In "Hungry: Lessons Learned on the Journey from Fat to Thin," Allen Zadoff writes about his overeating as a part of a larger problem — an undiagnosed food addiction. And Jennette Fulda, author of the upcoming "Half-Assed: A Weight-Loss Memoir," writes that she doesn't want people to believe there is "one magic cure-all diet."
But many magazines do offer specific diet and exercise plans, along with details on how a person lost weight.
Most of this obsession stems from frustration, say diet experts. About 41 percent of Americans are trying to lose weight, according to a Consumer Reports telephone survey conducted last year. Most people who lose will regain. So when someone loses a large amount of weight, it's almost as though she has broken a code.
Yo-yo dieter Trista Blouin, 35, has been dieting since she was 16. Her library of diet books dates back to Susan Powter.
"It's very discouraging," says Blouin, whose goal is to lose 70 pounds. When a new book comes out, "I think to myself, 'maybe this will be it."'
Discouragement could be a byproduct of so many success stories focused on huge — and unusual — amounts of weight loss, Kushner says.

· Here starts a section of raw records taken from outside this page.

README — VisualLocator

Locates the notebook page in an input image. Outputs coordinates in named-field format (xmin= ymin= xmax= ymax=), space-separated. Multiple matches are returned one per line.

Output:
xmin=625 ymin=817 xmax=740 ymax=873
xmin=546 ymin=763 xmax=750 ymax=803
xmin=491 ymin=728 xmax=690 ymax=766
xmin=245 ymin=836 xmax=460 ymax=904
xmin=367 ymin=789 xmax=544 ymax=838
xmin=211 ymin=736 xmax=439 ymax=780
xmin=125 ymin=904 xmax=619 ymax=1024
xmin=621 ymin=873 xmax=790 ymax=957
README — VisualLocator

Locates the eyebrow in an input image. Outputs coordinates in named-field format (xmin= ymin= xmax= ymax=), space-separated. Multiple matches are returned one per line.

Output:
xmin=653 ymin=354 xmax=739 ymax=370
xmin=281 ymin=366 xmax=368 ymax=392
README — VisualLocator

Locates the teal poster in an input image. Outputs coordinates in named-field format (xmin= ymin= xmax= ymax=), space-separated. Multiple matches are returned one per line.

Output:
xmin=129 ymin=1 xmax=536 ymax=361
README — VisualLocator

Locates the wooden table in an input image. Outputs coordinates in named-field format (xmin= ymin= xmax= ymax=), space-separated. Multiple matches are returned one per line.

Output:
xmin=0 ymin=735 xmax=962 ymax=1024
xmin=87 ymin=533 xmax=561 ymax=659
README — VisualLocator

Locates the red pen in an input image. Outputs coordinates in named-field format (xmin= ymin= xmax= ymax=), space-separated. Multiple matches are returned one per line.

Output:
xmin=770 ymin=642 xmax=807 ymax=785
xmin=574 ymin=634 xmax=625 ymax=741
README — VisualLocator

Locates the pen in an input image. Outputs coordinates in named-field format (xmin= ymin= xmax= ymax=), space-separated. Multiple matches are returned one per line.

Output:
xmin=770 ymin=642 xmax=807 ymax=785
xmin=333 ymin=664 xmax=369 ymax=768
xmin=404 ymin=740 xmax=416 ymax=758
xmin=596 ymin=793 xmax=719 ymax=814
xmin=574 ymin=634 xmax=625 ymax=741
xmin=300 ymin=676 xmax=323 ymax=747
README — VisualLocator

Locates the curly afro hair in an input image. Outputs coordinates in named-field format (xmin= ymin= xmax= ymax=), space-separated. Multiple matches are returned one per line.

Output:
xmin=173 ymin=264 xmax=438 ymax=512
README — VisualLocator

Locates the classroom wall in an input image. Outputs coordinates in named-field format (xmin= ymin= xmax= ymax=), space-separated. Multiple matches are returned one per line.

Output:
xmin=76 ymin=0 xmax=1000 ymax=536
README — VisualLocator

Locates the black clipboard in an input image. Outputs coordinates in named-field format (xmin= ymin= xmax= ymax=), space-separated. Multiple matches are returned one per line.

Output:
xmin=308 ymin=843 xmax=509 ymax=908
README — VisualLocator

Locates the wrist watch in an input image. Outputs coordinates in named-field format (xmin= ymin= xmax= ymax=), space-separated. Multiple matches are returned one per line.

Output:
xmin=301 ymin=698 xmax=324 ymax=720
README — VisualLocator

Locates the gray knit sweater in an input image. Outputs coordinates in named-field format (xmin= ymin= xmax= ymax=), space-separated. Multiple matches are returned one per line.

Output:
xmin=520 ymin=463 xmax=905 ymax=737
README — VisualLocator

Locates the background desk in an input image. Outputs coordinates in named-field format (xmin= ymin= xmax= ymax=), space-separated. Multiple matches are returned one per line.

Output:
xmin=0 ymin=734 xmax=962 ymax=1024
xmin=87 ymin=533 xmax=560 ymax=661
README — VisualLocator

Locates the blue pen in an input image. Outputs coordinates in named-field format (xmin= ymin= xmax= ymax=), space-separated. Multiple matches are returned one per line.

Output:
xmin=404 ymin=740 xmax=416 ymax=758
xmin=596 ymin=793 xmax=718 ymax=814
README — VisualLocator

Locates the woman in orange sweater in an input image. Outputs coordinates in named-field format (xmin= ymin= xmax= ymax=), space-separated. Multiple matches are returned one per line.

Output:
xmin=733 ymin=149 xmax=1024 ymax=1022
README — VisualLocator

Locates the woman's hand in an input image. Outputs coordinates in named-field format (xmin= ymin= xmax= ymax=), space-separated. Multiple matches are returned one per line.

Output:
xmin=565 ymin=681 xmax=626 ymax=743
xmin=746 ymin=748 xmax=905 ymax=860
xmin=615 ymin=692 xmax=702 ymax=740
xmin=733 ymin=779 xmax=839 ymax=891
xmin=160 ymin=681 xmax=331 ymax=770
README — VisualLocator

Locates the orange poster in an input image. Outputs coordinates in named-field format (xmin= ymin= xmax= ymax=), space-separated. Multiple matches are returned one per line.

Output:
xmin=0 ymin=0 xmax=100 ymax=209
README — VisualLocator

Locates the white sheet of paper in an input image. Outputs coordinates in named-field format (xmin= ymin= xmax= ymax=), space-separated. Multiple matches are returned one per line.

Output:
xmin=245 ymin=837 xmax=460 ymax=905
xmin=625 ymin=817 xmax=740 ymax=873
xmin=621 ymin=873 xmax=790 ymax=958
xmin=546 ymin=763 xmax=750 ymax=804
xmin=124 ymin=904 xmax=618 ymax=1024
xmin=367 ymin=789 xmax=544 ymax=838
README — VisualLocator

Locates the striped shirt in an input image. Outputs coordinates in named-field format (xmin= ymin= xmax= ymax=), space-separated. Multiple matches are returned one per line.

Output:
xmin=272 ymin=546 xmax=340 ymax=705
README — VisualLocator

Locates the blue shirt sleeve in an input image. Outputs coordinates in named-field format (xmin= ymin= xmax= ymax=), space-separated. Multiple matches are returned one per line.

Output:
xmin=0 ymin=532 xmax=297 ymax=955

He also takes issue with shows like "The Biggest Loser," because they make weight loss a competition.
"I think that is the antithesis of what we are trying to convey as a health care community," says Kushner, also a professor at Northwestern University Feinberg School of Medicine. "Weight loss is not a game or a sport."
Most of the memoir authors say their goal was to inspire — not dish out dieting advice.
"I think whether it be Jenny Craig, Weight Watchers, whether it be any diet program, it's about building a community around you and leaning on your friends and your loved ones," Bertinelli said in an interview.
"I spent so much time going through all of the hardships thinking I was so alone," she added. "Had I just reached out, I would have realized I wasn't as alone as I thought I was."
Blech echoes that sentiment in her author's note: "I've written this book with my sister because for a long time I felt very alone, and no one should feel that alone and scared and ashamed."
"This is a book that is not only going to help people but inspire them to want to live the kind of life they want to live," she says in an interview.
In the long run, it's clear that dieters need more than inspiration to be successful, says Judith Beck, author of "The Beck Diet Solution," which teaches cognitive techniques to help people stay on a diet, lose weight and maintain the weight loss. The inspiration may last days and even weeks, but what happens when dieting gets hard again?
"It's a bit like reading inspirational biographies of musicians," says Beck. "It might inspire you to learn how to play the piano or conduct the orchestra but unless you learn the skills of how you do it, it's not going to matter very much."